Posted by Genius Avenue on February 12, 2015

Being helpful is a great trait to practice. This is just as true in an office environment as it is anywhere. Help works two ways in an office. When employees constantly assist each other with projects and offer advice to make the workload more manageable, they also help the company's larger focus to grow and be efficient. Upper management should help employees as well, and there is no time when an employee needs assistance more than during benefits enrollment season.

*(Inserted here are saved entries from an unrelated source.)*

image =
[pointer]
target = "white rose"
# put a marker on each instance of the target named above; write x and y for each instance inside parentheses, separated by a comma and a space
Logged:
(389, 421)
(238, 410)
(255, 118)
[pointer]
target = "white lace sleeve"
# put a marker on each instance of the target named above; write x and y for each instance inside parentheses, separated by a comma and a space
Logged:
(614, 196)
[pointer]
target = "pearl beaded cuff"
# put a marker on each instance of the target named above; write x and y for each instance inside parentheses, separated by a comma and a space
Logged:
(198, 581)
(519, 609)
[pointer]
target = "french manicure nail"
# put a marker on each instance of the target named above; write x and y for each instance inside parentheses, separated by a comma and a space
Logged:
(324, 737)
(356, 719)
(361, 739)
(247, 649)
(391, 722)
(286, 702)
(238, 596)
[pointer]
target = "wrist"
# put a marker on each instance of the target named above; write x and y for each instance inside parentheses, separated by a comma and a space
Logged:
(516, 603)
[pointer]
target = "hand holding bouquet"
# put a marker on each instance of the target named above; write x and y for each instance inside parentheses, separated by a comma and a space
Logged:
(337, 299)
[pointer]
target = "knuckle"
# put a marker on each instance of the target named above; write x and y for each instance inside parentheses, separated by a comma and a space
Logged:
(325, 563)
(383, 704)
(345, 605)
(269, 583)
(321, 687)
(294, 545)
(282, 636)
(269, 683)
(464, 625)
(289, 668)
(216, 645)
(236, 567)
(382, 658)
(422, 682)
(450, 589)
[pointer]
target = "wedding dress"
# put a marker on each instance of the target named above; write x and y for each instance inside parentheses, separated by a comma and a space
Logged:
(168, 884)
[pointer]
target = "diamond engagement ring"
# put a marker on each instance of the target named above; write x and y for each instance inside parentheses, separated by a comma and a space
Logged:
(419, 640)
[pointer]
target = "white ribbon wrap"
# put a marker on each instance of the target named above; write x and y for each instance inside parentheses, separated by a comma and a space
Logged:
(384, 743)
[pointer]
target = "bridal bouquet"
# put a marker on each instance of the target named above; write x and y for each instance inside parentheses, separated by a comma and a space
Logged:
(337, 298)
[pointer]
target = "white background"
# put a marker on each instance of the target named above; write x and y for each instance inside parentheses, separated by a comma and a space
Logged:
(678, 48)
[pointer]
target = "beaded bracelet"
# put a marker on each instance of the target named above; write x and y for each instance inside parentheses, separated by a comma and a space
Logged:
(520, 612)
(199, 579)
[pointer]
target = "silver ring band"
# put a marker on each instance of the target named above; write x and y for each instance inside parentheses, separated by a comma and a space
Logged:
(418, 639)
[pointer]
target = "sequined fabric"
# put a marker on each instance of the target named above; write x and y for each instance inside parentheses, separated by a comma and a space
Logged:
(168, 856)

When it comes to workers choosing benefits solutions, employees have a great deal of questions they want answered. Human resource staffs and upper management need to be as supportive as possible in addressing them. But what exactly does being accommodating in this type of office setting mean?

Ways to be helpful

Many people have different ideas of what it means to be helpful. Offering assistance to an employee doesn't mean doing their work for them, but offering guidance or advice. Sometime being helpful can be as simple as keeping all employees in the loop with what is going on in the company. There are many ways to establish this support:

   Take concerns seriously: During enrollment season, HR teams send out a wealth of information, whether through email, signs in the office or announcements made in person. However, this one-way communication might not be enough for many employees who still have questions or concerns. Instead of just directing an employee back to the information already printed or stated, just listen to everything he or she has to say. According to U.S. News and World Report, listening to an employee also means being ready for feedback, even if it's negative. If an employee is being critical then he or she has reason to be. Either the information being communicated is not clear to them, or they have some other concerns about the process. Instead of shrugging it off and telling an employee this is how things are done, just hear them out and work with them to find a solution.

   Understand employees: The employees in the office are all different, from their cultural background, to their age or their family medical history. Because of this, they are going to be interested in different aspects of health benefits. It is important to keep that in mind when conveying information. Since not all benefits packages are the same, it can be costly to make a wrong decision when choosing a benefits program, or even detrimental to the employee's health. Entrepreneur noted choosing the wrong benefits package can be an expensive error. If an employee feels rushed or is afraid to ask questions and makes a mistake, harm can come to the employee in the long run. Being helpful to employees means making sure they understand what they are signing up for.

   Make time: Just because office hours are established doesn't mean an employee is going to utilize them to express concerns if he or she feels it's going to be a waste of time. Life Hack stated stressed-out employees would rather figure things out for themselves than deal with management they aren't sure is going to pull through. If a time is established for employees to express concerns to management, make sure those hours are taken seriously. Don't waste employees time by being insincere or not acting on their requests. Employees know when meetings or office hours are simply there for appearance as opposed to actual assistance.

Being accommodating to employees is the only way to make the benefits enrollment season run smoothly. By not helping employees, a company is not helping itself. Make sure all employees are aware of the various benefits packages and able to make the right choices for themselves. While it is ultimately up to an employee, management should be there every step of the way.